Test-Time Training Scaling Laws for Chemical Exploration in Drug Design
This provides a scalable framework for generative molecular design in drug discovery, though it appears incremental as it adapts existing Test-Time Training methods to a new domain.
The paper tackles the problem of mode collapse in Chemical Language Models for molecular design by scaling Test-Time Training with multiple reinforcement learning agents, demonstrating that increasing the number of agents follows a log-linear scaling law that significantly improves exploration efficiency on the MolExp benchmark.

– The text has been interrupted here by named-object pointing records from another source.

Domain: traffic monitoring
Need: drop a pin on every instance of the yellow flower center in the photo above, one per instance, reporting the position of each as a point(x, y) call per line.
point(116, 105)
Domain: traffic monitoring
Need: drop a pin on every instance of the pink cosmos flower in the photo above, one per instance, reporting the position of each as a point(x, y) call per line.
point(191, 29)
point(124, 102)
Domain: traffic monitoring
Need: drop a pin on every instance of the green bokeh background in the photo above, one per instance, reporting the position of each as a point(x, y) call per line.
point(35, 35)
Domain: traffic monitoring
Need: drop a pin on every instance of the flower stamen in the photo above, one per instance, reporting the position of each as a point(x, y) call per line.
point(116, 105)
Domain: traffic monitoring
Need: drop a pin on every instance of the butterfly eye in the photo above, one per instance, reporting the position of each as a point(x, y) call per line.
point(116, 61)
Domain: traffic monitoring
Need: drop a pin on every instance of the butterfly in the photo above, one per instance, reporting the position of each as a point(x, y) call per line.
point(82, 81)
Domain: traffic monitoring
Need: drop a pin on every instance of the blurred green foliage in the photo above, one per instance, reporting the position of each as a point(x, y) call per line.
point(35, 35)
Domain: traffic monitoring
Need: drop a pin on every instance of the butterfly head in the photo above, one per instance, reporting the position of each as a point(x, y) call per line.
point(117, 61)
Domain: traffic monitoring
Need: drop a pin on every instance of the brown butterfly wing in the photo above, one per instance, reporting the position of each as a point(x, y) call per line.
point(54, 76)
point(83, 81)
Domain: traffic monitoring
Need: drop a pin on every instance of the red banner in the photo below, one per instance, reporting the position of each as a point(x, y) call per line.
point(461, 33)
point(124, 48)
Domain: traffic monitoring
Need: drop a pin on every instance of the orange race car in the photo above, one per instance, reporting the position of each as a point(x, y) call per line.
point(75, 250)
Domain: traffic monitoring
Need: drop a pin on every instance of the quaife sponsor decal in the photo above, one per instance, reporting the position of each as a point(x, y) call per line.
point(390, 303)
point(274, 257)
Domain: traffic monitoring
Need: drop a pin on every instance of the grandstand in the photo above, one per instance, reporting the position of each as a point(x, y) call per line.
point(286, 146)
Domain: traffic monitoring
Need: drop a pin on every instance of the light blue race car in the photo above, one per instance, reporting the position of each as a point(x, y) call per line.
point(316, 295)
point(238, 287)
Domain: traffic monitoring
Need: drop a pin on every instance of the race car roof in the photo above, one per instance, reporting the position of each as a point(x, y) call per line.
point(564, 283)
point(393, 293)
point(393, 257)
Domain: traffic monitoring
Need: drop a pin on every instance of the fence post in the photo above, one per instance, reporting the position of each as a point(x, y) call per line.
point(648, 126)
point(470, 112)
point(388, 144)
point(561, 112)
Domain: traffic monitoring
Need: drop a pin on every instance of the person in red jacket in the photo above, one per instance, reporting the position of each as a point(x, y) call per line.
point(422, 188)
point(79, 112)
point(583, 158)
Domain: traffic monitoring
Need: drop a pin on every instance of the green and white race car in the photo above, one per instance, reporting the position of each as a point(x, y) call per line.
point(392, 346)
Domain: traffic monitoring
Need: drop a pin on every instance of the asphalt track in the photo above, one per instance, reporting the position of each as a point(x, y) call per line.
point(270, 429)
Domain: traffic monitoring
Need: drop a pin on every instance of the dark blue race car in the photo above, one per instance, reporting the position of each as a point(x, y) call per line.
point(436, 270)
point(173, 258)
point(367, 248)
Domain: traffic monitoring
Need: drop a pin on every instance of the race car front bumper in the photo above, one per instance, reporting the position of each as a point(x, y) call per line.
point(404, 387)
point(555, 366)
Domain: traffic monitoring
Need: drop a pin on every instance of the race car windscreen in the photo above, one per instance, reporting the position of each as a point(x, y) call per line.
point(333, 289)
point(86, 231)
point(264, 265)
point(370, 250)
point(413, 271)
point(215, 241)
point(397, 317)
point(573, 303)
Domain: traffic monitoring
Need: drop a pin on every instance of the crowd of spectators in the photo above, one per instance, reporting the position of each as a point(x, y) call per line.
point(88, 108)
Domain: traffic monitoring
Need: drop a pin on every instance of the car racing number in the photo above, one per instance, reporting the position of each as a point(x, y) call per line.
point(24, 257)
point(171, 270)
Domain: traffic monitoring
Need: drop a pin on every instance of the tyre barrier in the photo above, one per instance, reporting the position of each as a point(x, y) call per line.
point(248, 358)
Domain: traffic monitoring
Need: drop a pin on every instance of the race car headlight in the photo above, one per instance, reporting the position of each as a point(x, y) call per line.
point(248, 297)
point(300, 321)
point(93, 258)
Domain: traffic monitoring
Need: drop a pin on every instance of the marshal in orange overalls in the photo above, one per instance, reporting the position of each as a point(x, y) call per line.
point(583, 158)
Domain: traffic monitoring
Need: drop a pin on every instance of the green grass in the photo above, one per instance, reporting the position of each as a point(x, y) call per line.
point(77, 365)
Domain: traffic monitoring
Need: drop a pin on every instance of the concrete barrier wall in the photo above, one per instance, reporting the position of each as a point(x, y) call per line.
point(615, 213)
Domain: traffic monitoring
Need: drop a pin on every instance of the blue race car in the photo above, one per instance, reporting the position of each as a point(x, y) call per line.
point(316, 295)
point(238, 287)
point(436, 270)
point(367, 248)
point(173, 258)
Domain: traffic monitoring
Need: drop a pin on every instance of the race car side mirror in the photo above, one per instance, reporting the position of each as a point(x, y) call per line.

Chemical Language Models (CLMs) leveraging reinforcement learning (RL) have shown promise in de novo molecular design, yet often suffer from mode collapse, limiting their exploration capabilities. Inspired by Test-Time Training (TTT) in large language models, we propose scaling TTT for CLMs to enhance chemical space exploration. We introduce MolExp, a novel benchmark emphasizing the discovery of structurally diverse molecules with similar bioactivity, simulating real-world drug design challenges. Our results demonstrate that scaling TTT by increasing the number of independent RL agents follows a log-linear scaling law, significantly improving exploration efficiency as measured by MolExp. In contrast, increasing TTT training time yields diminishing returns, even with exploration bonuses. We further evaluate cooperative RL strategies to enhance exploration efficiency. These findings provide a scalable framework for generative molecular design, offering insights into optimizing AI-driven drug discovery.